The quantities of the algorithm include \(\mathbf{m}(t)\) which denotes the first (order) moment and \({\hat{\mathbf{m}}}(t)\) which denotes the bias corrected first moment, while \(\mathbf{v}(t)\) and \({\hat{\mathbf{v}}}(t)\) denote the second (order) moment and the bias compensated counterpart, used to approximate a Newton search. \(\beta_1\) and \(\beta_2\) are filtering hyper-parameters with standard values \(0.9\) and \(0.999\), and \(\alpha(t)\propto t^{-1}\) is the gain sequence that needs to replace the constant step size \(\alpha\) in the convergence analysis.
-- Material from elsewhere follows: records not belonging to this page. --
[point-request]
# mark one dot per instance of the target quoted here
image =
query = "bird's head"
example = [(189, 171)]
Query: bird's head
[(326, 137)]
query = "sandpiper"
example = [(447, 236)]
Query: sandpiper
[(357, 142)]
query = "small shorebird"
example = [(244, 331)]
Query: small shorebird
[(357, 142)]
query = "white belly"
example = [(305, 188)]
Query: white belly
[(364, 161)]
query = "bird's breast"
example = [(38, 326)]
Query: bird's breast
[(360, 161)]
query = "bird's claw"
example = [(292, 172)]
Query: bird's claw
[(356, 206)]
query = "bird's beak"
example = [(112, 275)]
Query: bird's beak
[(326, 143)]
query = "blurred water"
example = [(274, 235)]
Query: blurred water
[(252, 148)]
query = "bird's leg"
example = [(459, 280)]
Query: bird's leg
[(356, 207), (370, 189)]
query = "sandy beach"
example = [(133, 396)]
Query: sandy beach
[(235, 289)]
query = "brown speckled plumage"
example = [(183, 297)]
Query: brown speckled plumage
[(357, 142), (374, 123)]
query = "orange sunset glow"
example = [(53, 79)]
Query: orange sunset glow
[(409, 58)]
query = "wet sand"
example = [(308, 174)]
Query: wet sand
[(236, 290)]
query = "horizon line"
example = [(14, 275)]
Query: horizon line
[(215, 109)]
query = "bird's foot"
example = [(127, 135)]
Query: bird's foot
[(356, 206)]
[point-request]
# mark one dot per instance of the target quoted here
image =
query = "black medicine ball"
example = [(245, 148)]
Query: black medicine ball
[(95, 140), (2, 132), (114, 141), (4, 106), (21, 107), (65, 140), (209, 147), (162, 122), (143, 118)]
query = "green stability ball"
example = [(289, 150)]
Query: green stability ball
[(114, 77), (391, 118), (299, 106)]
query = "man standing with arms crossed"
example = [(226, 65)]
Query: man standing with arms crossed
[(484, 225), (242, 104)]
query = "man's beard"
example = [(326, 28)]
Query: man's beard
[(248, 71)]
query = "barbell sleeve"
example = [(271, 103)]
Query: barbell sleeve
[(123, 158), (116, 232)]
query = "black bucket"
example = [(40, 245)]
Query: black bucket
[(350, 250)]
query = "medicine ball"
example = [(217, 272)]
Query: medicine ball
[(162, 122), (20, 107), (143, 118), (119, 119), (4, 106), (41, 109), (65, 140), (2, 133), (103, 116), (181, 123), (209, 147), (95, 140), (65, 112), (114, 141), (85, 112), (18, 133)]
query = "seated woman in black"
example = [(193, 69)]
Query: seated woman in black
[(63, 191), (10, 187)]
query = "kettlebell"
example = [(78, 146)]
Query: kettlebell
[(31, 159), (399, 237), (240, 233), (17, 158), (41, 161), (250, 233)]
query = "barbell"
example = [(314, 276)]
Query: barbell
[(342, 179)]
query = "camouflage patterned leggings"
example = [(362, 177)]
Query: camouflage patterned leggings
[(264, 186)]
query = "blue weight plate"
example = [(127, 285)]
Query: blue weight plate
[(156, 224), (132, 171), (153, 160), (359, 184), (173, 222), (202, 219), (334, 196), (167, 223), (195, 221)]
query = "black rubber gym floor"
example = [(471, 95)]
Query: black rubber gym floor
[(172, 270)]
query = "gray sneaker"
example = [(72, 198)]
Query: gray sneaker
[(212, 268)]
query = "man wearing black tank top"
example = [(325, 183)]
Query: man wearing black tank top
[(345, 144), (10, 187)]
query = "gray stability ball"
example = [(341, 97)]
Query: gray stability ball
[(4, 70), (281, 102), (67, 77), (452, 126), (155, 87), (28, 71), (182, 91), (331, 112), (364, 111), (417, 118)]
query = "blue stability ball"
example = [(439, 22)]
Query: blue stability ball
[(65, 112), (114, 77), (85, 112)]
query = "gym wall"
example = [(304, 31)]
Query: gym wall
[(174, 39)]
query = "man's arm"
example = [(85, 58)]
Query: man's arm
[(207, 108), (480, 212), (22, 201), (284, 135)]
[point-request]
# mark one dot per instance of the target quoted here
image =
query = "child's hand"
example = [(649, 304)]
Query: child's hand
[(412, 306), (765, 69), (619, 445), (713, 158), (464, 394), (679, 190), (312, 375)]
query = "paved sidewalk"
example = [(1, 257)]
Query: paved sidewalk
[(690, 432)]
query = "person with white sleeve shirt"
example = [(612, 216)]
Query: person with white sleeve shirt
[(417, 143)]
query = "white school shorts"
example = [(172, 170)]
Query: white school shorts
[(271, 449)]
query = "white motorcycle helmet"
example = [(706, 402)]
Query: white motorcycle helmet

The analysis follows a similar path as [17]. First regularity conditions are defined, so that the averaging results of [2] and [13] can be re-used. The average updating direction can then be analysed, interpreted and compared to classical gradient descent algorithms, for different hyper-parameters. Global convergence of (11 ) finally follows from the Lyapunov stability of the associated ODE of (11 ). The argument \((t,\theta)\) indicates a fixed \(\theta\) when expectations are computed.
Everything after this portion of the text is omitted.